Son senelerde kadın ve çocuk tecavüzleri, kadın cinayetleri, kadının dövülmesinin Kuran’da yeri olduğu, çocuk gelin, çok eşlilik, “Şehitlerin arkasından ağlamayın ses çıkarmayın yoksa cennete gitmez…” gibi gelişmeler ayyuka çıktı. Bunun da din kültüründen kaynaklandığı fazlaca tartışılır oldu. İktidar partisinin başkanı da “din de reform yapılmalıdır” deyiverdi.

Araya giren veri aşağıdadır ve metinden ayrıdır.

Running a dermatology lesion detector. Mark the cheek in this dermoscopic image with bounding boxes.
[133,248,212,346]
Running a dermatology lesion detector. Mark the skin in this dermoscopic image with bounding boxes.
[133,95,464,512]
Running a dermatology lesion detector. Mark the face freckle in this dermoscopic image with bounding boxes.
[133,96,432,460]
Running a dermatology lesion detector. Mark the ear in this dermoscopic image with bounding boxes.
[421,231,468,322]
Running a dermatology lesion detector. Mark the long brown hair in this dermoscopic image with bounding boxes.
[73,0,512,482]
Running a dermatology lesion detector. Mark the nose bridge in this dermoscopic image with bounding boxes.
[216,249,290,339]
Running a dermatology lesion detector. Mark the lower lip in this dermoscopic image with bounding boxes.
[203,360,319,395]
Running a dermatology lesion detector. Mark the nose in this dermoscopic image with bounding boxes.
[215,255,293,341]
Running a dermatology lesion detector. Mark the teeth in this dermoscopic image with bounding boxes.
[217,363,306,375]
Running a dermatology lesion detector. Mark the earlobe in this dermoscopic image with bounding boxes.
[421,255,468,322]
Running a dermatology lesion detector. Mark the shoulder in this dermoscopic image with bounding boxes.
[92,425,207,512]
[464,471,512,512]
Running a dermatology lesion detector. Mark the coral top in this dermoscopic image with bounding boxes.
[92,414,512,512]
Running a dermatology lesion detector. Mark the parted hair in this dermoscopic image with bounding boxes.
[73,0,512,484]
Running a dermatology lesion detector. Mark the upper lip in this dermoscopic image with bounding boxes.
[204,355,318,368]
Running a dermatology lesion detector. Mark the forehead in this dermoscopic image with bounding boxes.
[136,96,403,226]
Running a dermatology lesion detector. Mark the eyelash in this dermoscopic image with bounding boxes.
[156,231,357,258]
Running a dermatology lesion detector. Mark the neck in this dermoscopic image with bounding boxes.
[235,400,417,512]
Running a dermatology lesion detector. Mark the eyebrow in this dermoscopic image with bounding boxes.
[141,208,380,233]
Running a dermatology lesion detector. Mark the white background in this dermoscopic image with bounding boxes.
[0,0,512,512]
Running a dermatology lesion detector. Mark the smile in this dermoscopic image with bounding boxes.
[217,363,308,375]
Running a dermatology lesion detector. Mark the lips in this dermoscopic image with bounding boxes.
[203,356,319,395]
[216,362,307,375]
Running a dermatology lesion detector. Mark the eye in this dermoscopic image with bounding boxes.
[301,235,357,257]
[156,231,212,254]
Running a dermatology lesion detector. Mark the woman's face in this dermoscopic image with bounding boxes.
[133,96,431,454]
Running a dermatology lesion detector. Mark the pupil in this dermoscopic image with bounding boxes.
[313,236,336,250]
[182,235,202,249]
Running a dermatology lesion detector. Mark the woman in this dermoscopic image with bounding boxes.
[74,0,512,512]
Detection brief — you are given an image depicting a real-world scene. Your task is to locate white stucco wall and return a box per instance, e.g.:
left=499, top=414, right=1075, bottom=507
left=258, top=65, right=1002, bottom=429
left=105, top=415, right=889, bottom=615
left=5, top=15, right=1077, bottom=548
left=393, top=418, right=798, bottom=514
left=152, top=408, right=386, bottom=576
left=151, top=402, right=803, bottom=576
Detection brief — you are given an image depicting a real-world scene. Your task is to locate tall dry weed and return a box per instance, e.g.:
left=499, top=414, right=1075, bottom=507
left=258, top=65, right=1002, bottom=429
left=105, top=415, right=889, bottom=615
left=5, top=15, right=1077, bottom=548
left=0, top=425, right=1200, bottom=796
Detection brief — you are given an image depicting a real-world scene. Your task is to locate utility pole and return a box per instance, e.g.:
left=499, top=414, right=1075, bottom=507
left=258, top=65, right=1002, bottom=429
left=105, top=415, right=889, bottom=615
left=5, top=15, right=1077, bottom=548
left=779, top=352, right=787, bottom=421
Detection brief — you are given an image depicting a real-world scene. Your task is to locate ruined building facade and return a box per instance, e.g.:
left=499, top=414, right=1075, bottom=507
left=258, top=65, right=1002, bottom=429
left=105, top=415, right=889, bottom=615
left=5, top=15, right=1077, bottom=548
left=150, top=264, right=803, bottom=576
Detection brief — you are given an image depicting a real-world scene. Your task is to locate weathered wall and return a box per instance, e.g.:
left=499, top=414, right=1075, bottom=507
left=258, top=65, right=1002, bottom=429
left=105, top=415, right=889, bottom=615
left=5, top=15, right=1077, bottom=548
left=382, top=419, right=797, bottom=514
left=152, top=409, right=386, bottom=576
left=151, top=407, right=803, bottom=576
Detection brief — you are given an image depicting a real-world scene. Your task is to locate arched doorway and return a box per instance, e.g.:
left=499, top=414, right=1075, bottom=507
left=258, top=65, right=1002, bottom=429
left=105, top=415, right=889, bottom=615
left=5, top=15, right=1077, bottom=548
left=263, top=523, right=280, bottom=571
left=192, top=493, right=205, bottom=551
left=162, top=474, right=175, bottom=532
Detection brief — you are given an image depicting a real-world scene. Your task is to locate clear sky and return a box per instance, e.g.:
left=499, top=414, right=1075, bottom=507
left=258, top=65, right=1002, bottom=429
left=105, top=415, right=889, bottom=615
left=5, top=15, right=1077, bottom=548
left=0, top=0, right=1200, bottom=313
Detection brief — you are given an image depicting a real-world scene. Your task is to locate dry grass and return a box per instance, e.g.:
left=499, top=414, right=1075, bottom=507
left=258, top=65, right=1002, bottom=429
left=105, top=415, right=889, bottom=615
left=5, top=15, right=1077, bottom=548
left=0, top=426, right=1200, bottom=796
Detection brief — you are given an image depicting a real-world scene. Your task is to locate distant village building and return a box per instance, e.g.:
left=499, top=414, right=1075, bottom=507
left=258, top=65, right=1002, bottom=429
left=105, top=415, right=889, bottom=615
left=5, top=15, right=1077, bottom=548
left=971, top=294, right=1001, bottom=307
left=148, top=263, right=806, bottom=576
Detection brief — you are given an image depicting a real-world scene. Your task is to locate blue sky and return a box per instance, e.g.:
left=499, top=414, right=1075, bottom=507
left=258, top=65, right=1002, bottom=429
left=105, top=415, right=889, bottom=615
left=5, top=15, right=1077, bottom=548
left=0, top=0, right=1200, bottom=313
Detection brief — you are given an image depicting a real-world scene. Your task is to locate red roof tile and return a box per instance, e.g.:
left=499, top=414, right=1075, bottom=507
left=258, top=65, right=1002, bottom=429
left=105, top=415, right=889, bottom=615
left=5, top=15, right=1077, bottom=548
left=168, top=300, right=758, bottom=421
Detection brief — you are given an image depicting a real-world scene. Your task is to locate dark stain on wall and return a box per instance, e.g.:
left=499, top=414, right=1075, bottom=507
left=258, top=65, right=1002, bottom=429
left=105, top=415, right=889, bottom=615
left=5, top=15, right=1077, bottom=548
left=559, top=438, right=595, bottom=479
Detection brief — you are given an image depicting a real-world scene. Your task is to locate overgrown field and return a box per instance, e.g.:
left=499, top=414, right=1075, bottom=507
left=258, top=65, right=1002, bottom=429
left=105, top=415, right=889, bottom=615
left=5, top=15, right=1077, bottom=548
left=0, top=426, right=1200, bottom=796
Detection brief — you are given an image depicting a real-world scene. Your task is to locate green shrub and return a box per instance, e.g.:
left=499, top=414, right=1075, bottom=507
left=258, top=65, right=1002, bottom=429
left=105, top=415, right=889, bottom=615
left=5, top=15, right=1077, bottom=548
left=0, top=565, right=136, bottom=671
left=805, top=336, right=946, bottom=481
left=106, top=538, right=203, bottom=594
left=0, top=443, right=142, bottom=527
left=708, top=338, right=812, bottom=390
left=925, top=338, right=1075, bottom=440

Hepimiz okumuşuzdur ya da duymuşuzdur:
Latin düşünür Seneca “İnsan, insan için kutsal nesnedir” dedikten 1500 yıl sonra 1588-1679 yılları arasında yaşamış olan İngiliz düşünür, Hobbes “İnsan, insanın kurdudur” demiş. 1905-1980 yılları arasında yaşamış olan Fransız düşünür, Jean Paul Sarter ise “İnsan, insanın cehennemidir” diyor.

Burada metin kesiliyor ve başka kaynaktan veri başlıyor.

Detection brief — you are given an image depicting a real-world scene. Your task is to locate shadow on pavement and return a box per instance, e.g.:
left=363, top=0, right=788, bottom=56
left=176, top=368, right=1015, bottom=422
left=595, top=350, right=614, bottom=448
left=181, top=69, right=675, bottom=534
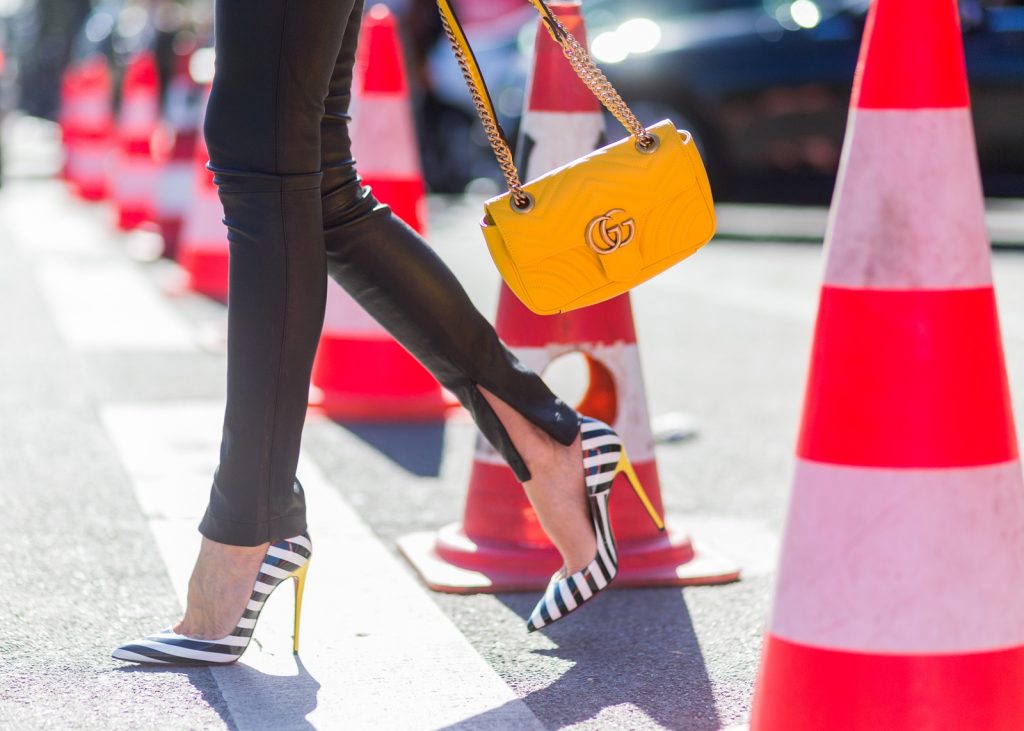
left=336, top=421, right=444, bottom=477
left=117, top=657, right=321, bottom=731
left=440, top=589, right=722, bottom=731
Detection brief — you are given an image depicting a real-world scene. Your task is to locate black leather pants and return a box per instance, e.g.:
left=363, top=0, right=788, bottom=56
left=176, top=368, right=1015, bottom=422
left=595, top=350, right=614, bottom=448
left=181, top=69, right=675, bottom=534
left=200, top=0, right=579, bottom=546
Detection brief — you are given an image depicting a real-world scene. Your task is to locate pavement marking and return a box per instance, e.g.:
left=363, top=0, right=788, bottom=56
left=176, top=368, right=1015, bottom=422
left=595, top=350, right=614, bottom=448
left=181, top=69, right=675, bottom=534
left=0, top=181, right=198, bottom=352
left=37, top=260, right=198, bottom=352
left=100, top=401, right=543, bottom=729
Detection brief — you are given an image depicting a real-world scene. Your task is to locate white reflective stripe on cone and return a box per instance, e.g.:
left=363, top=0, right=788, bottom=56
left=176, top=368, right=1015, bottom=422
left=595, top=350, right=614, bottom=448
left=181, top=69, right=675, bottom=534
left=825, top=109, right=992, bottom=290
left=770, top=460, right=1024, bottom=654
left=520, top=109, right=606, bottom=180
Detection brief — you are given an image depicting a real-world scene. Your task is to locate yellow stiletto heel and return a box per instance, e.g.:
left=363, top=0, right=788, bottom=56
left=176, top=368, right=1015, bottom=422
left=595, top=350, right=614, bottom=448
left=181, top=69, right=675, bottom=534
left=292, top=561, right=309, bottom=655
left=114, top=533, right=313, bottom=665
left=615, top=448, right=665, bottom=530
left=526, top=417, right=665, bottom=632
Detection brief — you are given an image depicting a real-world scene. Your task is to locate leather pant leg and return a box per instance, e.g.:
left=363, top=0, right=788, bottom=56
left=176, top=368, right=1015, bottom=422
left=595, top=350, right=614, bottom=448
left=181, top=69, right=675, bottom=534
left=200, top=0, right=355, bottom=546
left=321, top=7, right=580, bottom=482
left=192, top=0, right=579, bottom=546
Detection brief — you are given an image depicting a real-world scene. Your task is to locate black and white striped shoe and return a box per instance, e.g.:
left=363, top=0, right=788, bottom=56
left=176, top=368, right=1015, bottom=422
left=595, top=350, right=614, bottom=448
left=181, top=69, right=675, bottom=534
left=114, top=533, right=312, bottom=665
left=526, top=417, right=665, bottom=632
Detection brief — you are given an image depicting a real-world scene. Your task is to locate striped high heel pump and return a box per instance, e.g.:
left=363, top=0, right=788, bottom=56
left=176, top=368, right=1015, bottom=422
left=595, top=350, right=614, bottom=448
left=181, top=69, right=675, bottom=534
left=526, top=417, right=665, bottom=632
left=114, top=533, right=312, bottom=665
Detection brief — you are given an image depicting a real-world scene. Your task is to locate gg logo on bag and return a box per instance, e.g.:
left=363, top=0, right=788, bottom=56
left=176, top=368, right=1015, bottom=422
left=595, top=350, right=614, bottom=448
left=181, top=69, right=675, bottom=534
left=587, top=208, right=636, bottom=254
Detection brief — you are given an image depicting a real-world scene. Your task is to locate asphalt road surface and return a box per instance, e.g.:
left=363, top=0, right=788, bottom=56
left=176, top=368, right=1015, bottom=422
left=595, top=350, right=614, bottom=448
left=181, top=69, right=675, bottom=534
left=6, top=116, right=1024, bottom=730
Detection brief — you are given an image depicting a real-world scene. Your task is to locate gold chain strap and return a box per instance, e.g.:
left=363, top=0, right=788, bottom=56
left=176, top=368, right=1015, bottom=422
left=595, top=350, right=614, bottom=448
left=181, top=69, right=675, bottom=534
left=437, top=0, right=657, bottom=211
left=537, top=0, right=654, bottom=147
left=441, top=7, right=529, bottom=208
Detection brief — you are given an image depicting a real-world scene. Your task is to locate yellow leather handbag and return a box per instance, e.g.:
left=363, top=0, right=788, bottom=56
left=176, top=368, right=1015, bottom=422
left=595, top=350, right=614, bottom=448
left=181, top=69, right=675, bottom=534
left=437, top=0, right=715, bottom=314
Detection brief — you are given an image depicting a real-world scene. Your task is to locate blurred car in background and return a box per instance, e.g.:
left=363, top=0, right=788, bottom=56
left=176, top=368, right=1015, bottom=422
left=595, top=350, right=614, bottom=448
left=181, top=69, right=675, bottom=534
left=423, top=0, right=1024, bottom=201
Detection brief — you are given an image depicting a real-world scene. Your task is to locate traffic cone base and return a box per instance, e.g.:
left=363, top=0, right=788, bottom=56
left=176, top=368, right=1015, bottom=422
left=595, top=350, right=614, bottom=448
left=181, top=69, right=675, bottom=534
left=751, top=0, right=1024, bottom=731
left=825, top=110, right=992, bottom=289
left=398, top=288, right=739, bottom=594
left=751, top=630, right=1024, bottom=731
left=399, top=5, right=739, bottom=593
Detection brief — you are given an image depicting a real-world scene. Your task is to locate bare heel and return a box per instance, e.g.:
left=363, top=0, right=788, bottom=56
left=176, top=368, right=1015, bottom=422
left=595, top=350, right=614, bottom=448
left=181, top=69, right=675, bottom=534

Acaba, dünyaya mal olmuş bu düşünürlerin, böyle düşünmesinde ya da insanlığın bu duruma gelmesinde dinin katkısı var mıdır(!). Diğer bir şey; tarihler boyunca düşünce, bilim ve sanat sık sık yasaklanmasaydı, insanlık cenneti başka yerde arar mıydı, yoksa yaşadığı dünyayı cennete mi çevirirlerdi!?.. Şunu da sormadan geçmeyelim: Din görevlileri ve ülkeleri yönetenler, neden insanları cennet-cehennem ikileminde korkuturlar, neden yaşadıkları ülkeleri ve dünyayı cennete çevirmek için çalışmazlar?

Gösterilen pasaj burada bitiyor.